Radar de inversión: ejecutivos corporativos que conectan capital institucional con infraestructura en Colombia
Más de $100 billones en CDT vencen en 2026, abriendo una ventana histórica para redirigir capital hacia activos reales de infraestructura en la región andina.
Resumen Ejecutivo
Puntos Clave
- Más de $100 billones en CDT vencen en Colombia en 2026, abriendo una ventana histórica para redirigir capital hacia infraestructura.
- Ejecutivos corporativos como Fabio Villegas actúan como articuladores clave entre capital institucional y proyectos de gran escala.
- Colombia ejecutó menos de la mitad del presupuesto asignado en transporte, haciendo indispensable la participación privada.
- Perú busca adjudicar más de $15.800 millones en APP entre 2025-2026.
- México introduce Vehículos de Propósito Específico (VPE) con inversiones proyectadas de 5,6 billones de pesos hasta 2030.
- Nuevos marcos regulatorios en Colombia y México flexibilizan la inversión en infraestructura.
Más de $100 billones en CDT por vencer reconfiguran el mapa de inversión en infraestructura colombiana
El vencimiento de más de $100 billones de pesos colombianos en certificados de depósito a término (CDT) durante 2026 abre una oportunidad histórica de recomposición de portafolios hacia activos reales e inmobiliarios, según datos de la Confederación Inmobiliaria Latinoamericana (CILA). En un entorno donde la inflación persistente en Colombia cerró en 5,10% en 2025, de acuerdo con la misma fuente, los inversionistas institucionales enfrentan la necesidad de priorizar activos con flujos indexados que protejan el valor real de su capital.
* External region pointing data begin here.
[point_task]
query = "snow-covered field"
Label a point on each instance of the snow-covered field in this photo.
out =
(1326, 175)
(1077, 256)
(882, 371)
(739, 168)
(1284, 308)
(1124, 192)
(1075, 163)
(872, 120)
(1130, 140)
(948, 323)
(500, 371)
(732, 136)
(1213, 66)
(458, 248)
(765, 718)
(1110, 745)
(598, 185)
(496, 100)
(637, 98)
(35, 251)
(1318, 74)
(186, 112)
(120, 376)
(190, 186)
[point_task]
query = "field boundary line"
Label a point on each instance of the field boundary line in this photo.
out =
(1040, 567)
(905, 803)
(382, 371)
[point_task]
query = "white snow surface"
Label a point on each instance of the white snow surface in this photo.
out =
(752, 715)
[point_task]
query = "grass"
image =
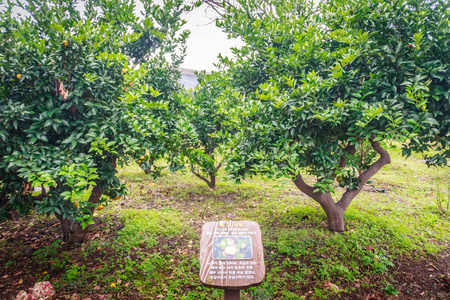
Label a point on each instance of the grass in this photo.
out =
(395, 221)
(396, 218)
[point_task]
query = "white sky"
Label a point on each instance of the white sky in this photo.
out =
(205, 42)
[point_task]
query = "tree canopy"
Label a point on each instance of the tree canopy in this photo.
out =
(329, 86)
(71, 83)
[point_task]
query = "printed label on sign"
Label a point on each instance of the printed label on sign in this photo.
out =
(232, 247)
(231, 255)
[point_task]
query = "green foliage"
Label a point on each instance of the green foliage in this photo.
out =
(317, 82)
(201, 131)
(71, 84)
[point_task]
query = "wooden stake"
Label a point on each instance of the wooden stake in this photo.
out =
(232, 295)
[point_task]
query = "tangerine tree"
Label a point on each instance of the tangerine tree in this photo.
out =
(330, 85)
(202, 133)
(71, 81)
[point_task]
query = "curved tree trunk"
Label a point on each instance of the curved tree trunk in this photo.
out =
(72, 230)
(335, 211)
(335, 215)
(212, 177)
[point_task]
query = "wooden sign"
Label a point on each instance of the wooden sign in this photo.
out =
(231, 255)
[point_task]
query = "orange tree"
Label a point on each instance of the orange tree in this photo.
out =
(201, 132)
(73, 84)
(330, 84)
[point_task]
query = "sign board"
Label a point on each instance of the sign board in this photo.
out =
(231, 255)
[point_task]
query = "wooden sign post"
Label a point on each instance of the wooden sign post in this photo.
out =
(231, 256)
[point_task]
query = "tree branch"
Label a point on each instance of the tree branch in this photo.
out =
(307, 189)
(343, 160)
(218, 167)
(367, 174)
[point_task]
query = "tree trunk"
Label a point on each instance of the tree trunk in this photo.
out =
(335, 215)
(72, 230)
(212, 181)
(335, 211)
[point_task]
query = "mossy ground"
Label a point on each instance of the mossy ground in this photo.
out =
(146, 245)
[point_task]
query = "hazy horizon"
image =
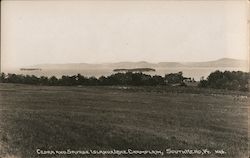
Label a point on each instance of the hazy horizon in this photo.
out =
(56, 32)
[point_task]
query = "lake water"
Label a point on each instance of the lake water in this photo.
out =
(194, 72)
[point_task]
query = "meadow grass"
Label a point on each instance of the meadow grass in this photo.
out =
(106, 118)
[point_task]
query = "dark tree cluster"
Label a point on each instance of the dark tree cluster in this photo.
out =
(235, 80)
(128, 79)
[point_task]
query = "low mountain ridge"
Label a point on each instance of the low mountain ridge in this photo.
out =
(223, 62)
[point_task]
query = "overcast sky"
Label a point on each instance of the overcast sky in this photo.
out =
(36, 32)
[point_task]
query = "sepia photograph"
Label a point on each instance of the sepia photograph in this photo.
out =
(124, 78)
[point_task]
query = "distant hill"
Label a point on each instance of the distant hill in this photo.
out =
(224, 62)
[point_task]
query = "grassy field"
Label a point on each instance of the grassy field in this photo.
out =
(107, 118)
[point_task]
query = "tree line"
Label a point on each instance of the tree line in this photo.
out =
(231, 80)
(126, 79)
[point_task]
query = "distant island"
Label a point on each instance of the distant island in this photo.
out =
(134, 70)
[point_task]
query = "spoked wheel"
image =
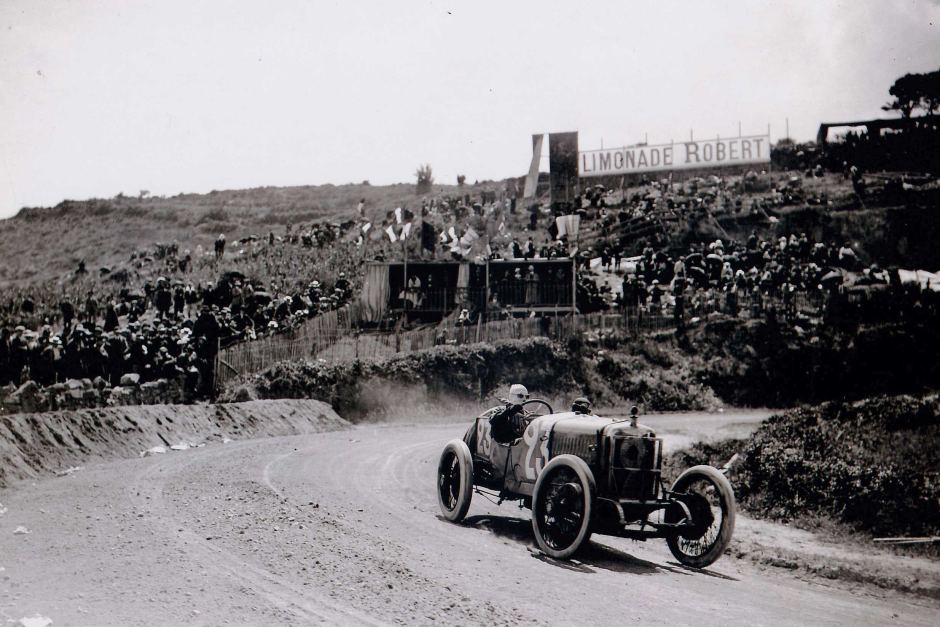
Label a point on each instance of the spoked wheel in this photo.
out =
(710, 501)
(562, 503)
(455, 480)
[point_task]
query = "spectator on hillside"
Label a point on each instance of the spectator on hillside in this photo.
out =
(220, 246)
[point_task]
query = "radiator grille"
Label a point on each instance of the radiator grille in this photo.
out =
(578, 444)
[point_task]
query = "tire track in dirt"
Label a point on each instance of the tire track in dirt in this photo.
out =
(301, 603)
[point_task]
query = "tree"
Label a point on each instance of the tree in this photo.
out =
(931, 89)
(425, 178)
(915, 91)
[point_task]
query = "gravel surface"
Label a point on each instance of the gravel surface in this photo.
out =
(344, 528)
Este contexto macroeconómico sitúa a la infraestructura como una clase de activo estratégica. Y en el centro de la ecuación aparecen figuras del ecosistema corporativo colombiano cuyo rol trasciende la operación técnica o la banca de inversión: ejecutivos de alto nivel que, desde juntas directivas y posiciones de liderazgo, canalizan capital institucional hacia proyectos de gran escala.
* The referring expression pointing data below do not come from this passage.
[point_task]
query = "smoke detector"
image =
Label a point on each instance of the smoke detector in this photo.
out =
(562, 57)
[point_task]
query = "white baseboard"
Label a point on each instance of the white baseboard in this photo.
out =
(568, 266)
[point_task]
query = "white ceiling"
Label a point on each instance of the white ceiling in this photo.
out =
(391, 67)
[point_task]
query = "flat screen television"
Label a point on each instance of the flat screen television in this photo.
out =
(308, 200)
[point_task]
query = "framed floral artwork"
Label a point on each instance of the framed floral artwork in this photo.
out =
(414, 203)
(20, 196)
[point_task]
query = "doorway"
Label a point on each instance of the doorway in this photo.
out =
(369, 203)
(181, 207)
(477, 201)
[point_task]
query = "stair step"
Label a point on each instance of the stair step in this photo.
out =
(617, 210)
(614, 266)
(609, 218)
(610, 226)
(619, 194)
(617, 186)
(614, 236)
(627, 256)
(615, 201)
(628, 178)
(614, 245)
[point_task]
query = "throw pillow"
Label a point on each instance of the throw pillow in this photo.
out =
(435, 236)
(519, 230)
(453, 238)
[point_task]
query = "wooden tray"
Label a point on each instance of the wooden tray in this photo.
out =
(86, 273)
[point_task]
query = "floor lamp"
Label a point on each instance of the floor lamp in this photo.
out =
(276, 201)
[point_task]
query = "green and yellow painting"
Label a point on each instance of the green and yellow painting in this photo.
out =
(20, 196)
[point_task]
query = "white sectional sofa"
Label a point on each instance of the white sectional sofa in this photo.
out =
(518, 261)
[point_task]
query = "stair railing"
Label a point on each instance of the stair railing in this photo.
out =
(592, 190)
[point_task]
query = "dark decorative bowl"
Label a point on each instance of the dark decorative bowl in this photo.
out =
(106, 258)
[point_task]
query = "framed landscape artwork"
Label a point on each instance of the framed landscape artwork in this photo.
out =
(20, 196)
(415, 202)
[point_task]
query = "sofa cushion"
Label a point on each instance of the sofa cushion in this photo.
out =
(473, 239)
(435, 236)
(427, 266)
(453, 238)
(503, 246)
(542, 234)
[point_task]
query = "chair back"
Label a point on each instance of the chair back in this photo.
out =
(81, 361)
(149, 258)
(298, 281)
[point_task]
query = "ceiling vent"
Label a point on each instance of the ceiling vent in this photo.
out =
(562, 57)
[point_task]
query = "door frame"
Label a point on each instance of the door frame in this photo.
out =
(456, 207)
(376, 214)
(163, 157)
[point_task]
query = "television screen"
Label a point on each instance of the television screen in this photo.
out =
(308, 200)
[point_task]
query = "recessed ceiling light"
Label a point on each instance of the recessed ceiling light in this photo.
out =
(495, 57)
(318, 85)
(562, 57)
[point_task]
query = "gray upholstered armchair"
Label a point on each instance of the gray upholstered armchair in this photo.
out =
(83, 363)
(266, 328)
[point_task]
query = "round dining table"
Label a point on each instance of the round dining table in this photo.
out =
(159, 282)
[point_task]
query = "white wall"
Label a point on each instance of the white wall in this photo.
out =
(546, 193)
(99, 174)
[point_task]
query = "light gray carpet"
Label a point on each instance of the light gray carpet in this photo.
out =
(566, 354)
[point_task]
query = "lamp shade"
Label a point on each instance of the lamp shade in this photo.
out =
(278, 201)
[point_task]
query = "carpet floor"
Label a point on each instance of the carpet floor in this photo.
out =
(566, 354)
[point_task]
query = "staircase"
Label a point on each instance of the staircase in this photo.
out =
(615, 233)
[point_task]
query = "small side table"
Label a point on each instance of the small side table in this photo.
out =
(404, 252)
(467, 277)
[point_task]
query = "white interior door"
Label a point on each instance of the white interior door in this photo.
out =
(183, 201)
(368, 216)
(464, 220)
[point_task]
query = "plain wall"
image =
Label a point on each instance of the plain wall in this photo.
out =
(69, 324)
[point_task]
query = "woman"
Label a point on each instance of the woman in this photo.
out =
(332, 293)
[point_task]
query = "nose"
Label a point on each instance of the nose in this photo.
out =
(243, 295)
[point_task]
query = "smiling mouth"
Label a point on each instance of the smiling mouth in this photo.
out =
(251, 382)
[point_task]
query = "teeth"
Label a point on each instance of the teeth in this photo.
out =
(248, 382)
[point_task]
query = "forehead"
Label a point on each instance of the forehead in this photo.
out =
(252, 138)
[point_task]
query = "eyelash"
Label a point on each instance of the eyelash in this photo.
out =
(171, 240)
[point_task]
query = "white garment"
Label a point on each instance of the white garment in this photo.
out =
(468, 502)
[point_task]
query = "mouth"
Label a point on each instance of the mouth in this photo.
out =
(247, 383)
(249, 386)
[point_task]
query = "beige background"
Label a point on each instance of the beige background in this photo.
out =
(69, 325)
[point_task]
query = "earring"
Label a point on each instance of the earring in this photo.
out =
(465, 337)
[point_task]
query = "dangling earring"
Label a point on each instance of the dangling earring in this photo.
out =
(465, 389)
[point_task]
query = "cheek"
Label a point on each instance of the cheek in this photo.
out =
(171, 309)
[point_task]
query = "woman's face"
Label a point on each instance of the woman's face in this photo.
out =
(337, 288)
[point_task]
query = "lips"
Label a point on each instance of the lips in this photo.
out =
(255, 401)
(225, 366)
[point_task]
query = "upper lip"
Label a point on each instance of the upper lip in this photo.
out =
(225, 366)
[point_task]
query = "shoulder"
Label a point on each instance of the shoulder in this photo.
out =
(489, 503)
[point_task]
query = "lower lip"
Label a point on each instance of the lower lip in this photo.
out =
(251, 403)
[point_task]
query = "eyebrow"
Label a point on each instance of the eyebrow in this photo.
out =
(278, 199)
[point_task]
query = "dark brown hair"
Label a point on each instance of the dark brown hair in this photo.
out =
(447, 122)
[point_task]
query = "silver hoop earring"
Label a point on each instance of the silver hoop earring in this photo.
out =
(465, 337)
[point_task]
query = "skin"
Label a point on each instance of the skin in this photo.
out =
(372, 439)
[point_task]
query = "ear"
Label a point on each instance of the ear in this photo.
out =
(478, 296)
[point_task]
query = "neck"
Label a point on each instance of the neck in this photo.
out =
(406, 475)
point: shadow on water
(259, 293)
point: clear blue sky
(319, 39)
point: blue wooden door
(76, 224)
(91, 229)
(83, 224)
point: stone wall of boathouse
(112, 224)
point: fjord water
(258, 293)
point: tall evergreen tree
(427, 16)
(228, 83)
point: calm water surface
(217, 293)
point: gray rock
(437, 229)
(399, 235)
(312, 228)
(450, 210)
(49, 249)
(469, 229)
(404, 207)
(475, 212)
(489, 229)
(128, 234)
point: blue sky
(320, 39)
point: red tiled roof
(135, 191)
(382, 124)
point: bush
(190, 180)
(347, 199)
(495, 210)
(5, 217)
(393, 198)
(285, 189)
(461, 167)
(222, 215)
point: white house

¿Qué papel juegan los ejecutivos corporativos en la movilización de capital hacia infraestructura?
Fabio Villegas representa un arquetipo cada vez más relevante en América Latina: el ejecutivo corporativo que transita entre sectores como aviación, turismo y energía, acumulando una red de relaciones institucionales que resulta decisiva para conectar grandes bloques de capital con oportunidades de infraestructura. Ex-CEO de Avianca y de la Asociación Nacional de Instituciones Financieras (ANIF), Villegas ha ocupado posiciones en juntas directivas de conglomerados colombianos de primer nivel, consolidándose como un articulador entre el mundo corporativo y los flujos de inversión de largo plazo.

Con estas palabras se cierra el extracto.